Dalam lima tahun terakhir, ekspor sawit Indonesia ke Uni Eropa loyo gara-gara kebijakan RED Hyang dikeluarkan \’Benua Biru\’ tersebut. Lewat WTO, diharapkan muncul jalan keluar yang menyenangkan semua pihak.

PEMERINTAH Indonesia secara resmi mengajukan gugatan terhadap Uni Eropa (UE) ke Organisasi Perdagangan Dunia (World Trade Organization/WTO). Melalui Perutusan Tetap Republik Indonesia (PTRI) di Jenewa, Swiss, Indonesia menggugat kebijakan renewable energy Directive (RED) II dan Delegated Regulation yang dikeluarkan UE. Kebijakan-kebijakan tersebut dinilai telah mendiskriminasi produk kelapa sawit dan turunannya asal Indonesia. “Indonesia resmi mengirimkan

Request for Consultation pada 9 Desember 2019 kepada UE sebagai tahap inisiasi awal dalam gugatan. Keputusan itu diambil setelah diadakan pertemuan di dalam negeri dengan asosiasi/pelaku usaha produk kelapa sawit dan setelah melalui kajian ilmiah serta konsultasi ke semua pemangku kepentingan sektor kelapa sawit dan turunannya,” ungkap Menteri Perdagangan Agus Suparmanto melalui keterangan resmi, kemarin.

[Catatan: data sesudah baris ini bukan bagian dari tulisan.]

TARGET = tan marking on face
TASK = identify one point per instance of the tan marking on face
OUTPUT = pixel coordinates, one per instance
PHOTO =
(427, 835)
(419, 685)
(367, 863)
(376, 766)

Agus menegaskan gugatan tersebut dilayangkan sebagai bukti ketegasan pemerintah dalam melawan diskriminasi yang dilakukan UE melalui kebijakan RED IIdan Delegated Regulation tersebut.

Pasalnya, diskriminasi itu telah memberi dampak negatif terhadap kinerja ekspor produk kelapa sawit Indonesia ke pasar \’Benua Biru\’.

Melalui kebijakan RED II, UE mewajibkan mulai 2020 hingga 2030, penggunaan bahan bakar di UE berasal dari energi yang dapat diperbarui.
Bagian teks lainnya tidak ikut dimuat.